Quercus infectoria (QI) is traditional medicines in Asia which contain many active phytochemical compounds that have the potential to stimulate bone formation. However, the precise mechanism of the therapeutic effect of QI on osteoblast has not been elucidated. The present study was carried out to extract the active compound of QI through a series of purification in order to obtain semi-purified fractions of QI followed by examining its phytochemical profile through liquid chromatography mass spectrometry (LC-MS) as well as to delineate the molecular mechanism of QI semi-purified fraction-enhanced bone formation by investigating the protein expression of bone morphogenic protein-2 (BMP-2), Runx2 and osteopontin (OPN) in the hFOB 1.19 human fetal osteoblastic cell line. The semi-purified fractions of QI were produced in series of column chromatography and thin layer chromatography (TLC) technique. The obtained fractions were then tested in a series of bio-guided assay through MTT assay. Three most potent fractions with lowest EC50 value (Fraction A-10.85 µg/ml, Fraction B-12.00 µg/ml and Fraction C-11.60 µg/ml) were selected to be treated with hFOB1.19 cell followed by quantification of BMP-2, Runx2 and OPN protein expression at day 1, 3 and 7. Compound profiling through LC-MS analysis showed that the chosen fractions consist of main active component known as gallic acid that has been showed previously to promote bone formation.

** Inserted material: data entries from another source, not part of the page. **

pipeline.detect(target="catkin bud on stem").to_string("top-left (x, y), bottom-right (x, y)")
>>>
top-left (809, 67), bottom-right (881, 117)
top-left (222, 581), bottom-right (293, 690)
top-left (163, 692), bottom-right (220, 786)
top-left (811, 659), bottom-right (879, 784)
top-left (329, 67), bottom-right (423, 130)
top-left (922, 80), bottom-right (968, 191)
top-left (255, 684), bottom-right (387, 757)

Results show that QI semi-purified fractions increased the activity of BMP-2, Runx2 and OPN at day 1 and day 3. Meanwhile as the expression of BMP-2 and Runx2 continue to increase at day 7, the expression of OPN shows a down regulation at day 7. Furthermore, the study showed that combination of Fraction A, B and C wit osteoporotic drug (pamidronate) further increase the expression of BMP-2 and Runx2 contrary to OPN expression. These finding demonstrated that semi-purified fraction of QI enhanced bone formation through expression of investigated bone-related marker.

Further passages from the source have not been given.